Ce dépassement se réalise précisément par la voie de l’organisation politique. Si la conscience critique et l’initiative volontaire n’ont qu’une valeur très limitée pour les individus, elles se trouvent pleinement réalisées dans la collectivité du Parti, d’autant plus que celui-ci se présente comme un précurseur de ces formes d’association humaine qui, au lieu de subir passivement la loi des faits économiques, seront réellement en mesure de les diriger rationnellement, parce qu’elles auront dépassé l’informe organisation économique actuelle. C’est pourquoi les mouvements d’ensemble du Parti, au lieu d’être immédiatement déterminés par la situation, lui sont liés par une dépendance rationnelle et volontaire.
26. La volonté du Parti ne peut toutefois pas s’exercer de façon capricieuse, ni son initiative s’étendre dans des proportions arbitraires. Les limites qu’il peut et doit fixer à l’une comme à l’autre lui sont données précisément Par son programme et par l’appréciation de la possibilité et de l’opportunité d’engager une action qu’il déduit de l’examen des situations contingentes.
27. C’est en examinant la situation qu’on jugera des forces respectives du Parti et des mouvements adverses.
Le premier souci du Parti doit être d’apprécier correctement l’importance de la couche du prolétariat qui le suivrait s’il entreprenait une action ou engageait une lutte. Pour cela, il devra se faire une idée exacte de l’influence de la situation économique sur les masses et des poussées spontanées qu’elle détermine en leur sein, ainsi que du développement que les initiatives du Parti communiste et l’attitude des autres partis peuvent donner à ces poussées.

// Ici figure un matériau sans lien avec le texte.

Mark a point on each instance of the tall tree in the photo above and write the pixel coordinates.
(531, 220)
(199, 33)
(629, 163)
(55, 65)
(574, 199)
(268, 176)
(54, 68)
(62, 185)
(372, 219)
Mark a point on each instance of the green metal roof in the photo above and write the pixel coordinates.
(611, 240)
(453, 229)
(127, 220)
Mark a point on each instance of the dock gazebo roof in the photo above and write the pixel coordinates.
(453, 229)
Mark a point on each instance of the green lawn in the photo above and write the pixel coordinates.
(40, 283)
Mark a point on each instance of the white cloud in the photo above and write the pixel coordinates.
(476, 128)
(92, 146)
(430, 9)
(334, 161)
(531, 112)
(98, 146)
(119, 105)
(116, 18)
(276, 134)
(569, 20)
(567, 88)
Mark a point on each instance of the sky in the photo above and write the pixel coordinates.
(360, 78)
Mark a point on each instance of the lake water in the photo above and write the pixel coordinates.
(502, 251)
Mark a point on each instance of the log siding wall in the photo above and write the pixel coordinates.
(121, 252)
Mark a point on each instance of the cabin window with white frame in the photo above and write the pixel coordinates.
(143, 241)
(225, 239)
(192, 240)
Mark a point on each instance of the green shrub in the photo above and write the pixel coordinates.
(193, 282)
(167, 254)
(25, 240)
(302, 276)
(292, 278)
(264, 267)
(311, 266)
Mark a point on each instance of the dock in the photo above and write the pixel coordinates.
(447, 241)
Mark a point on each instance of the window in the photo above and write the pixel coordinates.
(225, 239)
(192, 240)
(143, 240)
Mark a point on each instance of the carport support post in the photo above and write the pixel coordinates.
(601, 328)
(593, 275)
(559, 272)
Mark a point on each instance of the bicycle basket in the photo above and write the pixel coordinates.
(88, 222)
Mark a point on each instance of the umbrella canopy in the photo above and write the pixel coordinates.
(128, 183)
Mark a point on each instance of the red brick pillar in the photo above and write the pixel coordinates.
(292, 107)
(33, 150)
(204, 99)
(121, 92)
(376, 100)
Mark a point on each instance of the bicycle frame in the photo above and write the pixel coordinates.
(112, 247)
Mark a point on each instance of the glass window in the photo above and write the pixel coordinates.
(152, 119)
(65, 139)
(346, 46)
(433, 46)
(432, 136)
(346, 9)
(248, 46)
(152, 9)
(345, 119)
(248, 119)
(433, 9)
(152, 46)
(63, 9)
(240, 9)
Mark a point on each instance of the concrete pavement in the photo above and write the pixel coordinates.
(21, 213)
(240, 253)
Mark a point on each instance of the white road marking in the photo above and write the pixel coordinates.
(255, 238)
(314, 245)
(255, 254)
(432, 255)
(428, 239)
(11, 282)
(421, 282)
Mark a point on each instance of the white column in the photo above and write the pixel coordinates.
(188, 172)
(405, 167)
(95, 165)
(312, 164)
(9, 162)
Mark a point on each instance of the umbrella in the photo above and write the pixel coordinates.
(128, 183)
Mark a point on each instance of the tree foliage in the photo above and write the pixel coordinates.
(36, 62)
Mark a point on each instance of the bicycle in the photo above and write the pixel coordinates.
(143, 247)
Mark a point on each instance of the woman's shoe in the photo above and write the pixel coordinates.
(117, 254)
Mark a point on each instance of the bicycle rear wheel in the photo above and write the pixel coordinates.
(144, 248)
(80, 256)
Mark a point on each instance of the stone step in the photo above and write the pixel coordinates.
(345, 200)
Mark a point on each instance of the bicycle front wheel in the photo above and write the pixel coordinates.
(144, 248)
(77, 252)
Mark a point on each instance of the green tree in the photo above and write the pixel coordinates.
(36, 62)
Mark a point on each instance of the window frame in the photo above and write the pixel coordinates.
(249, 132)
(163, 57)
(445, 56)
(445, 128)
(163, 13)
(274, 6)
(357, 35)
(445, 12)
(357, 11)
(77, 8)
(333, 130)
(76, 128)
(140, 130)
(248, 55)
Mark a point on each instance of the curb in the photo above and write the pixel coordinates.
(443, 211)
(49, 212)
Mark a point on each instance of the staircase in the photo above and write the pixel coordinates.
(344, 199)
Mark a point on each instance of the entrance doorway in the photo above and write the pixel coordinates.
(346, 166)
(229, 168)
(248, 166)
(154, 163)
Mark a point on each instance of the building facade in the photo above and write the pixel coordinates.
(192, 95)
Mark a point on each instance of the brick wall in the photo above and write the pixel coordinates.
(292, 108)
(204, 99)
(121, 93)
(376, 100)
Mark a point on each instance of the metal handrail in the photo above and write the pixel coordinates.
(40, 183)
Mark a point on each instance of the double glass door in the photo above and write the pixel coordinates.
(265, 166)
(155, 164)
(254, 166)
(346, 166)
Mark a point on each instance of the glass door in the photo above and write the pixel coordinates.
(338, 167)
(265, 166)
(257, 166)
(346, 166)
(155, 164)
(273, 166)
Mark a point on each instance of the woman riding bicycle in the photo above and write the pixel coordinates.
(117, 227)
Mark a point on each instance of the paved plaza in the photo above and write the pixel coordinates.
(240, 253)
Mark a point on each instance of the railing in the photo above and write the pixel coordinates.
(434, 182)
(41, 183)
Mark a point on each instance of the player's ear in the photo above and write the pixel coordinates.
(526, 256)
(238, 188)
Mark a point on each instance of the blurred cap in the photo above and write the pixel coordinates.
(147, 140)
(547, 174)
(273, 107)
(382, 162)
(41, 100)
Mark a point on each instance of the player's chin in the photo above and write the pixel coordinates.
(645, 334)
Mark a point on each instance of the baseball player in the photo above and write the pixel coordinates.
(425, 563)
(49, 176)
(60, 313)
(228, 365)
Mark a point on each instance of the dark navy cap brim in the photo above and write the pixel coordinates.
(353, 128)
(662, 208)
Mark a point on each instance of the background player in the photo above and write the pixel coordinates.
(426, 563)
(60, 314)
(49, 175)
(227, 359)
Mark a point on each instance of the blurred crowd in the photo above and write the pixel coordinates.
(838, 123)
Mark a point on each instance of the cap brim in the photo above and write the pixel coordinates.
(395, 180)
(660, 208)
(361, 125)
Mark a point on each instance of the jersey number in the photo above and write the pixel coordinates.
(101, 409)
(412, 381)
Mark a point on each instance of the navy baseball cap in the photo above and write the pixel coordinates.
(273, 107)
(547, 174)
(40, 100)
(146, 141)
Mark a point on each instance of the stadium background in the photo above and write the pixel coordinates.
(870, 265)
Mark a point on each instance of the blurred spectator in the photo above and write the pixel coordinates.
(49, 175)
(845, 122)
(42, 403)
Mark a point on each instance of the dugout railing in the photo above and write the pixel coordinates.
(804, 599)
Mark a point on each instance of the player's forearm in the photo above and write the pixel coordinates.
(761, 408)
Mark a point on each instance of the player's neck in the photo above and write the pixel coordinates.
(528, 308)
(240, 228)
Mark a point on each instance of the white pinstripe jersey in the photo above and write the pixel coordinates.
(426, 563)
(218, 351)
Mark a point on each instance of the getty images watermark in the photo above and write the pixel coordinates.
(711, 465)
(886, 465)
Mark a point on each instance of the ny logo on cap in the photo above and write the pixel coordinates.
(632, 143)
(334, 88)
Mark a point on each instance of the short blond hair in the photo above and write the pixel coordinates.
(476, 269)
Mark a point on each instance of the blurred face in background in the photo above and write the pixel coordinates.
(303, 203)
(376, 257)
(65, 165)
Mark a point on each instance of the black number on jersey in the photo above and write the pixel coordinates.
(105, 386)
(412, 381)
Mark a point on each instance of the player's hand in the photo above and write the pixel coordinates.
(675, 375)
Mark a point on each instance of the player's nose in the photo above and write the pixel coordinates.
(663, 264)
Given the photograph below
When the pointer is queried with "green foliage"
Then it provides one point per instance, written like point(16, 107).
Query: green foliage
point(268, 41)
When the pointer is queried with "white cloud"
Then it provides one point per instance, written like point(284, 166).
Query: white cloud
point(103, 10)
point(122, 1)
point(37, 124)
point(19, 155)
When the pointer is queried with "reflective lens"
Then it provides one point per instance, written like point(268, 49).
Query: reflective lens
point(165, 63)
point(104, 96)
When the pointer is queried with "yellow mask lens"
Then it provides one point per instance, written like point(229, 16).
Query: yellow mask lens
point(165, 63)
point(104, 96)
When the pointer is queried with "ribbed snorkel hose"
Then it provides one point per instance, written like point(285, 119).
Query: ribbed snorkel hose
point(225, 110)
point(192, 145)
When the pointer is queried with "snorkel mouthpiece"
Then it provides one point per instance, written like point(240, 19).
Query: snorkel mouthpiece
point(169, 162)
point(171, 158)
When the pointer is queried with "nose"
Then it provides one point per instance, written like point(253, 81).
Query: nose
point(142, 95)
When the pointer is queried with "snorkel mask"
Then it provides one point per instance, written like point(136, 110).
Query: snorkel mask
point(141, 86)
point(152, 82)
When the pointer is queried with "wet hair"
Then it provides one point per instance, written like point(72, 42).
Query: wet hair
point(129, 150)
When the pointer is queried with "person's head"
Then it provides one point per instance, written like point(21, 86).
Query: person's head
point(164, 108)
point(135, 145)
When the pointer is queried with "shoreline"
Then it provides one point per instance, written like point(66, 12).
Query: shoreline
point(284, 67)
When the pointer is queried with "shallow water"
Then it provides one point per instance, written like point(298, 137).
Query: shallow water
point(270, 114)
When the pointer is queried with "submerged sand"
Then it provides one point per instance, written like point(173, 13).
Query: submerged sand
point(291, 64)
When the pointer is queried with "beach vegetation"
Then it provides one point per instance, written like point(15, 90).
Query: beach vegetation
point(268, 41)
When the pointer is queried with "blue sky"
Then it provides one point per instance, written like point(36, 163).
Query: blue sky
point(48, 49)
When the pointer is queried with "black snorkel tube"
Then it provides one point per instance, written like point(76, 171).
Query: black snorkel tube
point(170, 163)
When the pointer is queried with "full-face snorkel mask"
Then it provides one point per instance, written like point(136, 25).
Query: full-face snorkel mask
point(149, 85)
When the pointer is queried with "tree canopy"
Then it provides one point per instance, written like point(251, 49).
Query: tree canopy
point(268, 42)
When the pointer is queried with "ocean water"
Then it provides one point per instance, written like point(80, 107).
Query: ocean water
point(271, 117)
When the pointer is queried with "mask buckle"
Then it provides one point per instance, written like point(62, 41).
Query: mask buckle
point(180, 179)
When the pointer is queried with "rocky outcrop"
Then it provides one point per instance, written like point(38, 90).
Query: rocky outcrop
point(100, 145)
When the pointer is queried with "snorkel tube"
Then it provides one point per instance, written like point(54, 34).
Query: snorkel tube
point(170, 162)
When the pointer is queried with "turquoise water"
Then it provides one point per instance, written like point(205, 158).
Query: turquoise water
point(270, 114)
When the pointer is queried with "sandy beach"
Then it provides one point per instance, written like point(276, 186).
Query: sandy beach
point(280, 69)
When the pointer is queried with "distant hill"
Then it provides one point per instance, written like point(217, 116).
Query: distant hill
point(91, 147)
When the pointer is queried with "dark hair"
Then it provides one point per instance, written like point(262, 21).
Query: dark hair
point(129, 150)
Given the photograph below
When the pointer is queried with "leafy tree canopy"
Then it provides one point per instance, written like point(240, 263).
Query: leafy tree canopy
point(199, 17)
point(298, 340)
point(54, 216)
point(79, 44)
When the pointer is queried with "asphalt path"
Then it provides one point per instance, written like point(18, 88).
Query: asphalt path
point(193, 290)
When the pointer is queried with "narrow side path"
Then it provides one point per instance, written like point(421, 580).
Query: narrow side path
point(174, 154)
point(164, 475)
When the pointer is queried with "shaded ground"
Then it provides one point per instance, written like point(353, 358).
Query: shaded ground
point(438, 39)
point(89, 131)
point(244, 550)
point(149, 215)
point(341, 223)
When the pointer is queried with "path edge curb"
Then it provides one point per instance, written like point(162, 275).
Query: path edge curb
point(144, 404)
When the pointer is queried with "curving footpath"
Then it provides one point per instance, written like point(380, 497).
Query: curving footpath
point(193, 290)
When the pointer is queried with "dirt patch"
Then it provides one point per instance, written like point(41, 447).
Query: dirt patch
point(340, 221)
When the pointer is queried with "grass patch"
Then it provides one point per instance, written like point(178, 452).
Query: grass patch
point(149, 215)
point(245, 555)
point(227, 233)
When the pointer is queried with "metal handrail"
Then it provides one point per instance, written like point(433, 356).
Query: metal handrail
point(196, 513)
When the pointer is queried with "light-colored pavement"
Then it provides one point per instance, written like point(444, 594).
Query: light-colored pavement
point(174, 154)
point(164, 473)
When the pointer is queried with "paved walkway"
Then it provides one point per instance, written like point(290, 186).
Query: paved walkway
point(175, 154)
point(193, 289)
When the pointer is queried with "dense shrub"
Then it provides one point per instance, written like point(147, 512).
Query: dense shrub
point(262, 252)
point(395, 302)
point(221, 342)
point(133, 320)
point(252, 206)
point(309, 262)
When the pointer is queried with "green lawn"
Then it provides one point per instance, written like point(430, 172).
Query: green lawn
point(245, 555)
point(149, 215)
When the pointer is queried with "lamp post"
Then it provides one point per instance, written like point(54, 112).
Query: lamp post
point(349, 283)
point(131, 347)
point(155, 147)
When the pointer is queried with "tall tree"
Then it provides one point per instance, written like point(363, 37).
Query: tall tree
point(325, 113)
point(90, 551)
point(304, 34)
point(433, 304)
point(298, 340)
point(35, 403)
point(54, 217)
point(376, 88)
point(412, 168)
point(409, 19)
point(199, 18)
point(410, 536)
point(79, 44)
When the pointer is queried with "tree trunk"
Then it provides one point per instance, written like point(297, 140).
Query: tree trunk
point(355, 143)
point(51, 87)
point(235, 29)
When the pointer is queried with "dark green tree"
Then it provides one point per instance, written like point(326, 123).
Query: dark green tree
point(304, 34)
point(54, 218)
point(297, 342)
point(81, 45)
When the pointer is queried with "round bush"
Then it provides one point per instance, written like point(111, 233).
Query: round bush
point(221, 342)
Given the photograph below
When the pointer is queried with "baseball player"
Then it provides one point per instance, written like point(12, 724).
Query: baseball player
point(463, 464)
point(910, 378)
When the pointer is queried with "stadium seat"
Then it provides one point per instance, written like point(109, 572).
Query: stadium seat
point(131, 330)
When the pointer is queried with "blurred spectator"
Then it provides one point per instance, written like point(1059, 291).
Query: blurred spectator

Qu’il s’agisse d’une période de prospérité croissante ou au contraire de difficultés et de crises, l’influence que la situation économique exerce sur la combativité de classe du prolétariat est très complexe. Elle ne peut être déduite d’un simple examen de cette situation à un moment donné, car il faut tenir compte de tout le déroulement antérieur, de toutes les oscillations et variations des situations qui ont précédé.
Par exemple, une période de prospérité peut donner vie à un puissant mouvement syndical qui, si celle-ci est suivie d’une période de crise et d’appauvrissement, peut se porter rapidement sur des positions révolutionnaires, faisant jouer en faveur de la victoire le large encadrement des masses qu’il aura conservé. Par contre, une période d’appauvrissement progressif peut désagréger le mouvement syndical au point que, dans une période ultérieure de prospérité, il n’offre plus matière suffisante à un encadrement révolutionnaire.
es exemples (qui pourraient d’ailleurs être inversés) prouvent que “les courbes de la situation économique et de la combativité de classe sont déterminées par des lois complexes, la seconde dépendant de la première, mais ne lui ressemblant pas dans la forme”. A la montée de la première peut correspondre indifféremment, dans des cas donnés, la montée ou la descente de la seconde, et inversement.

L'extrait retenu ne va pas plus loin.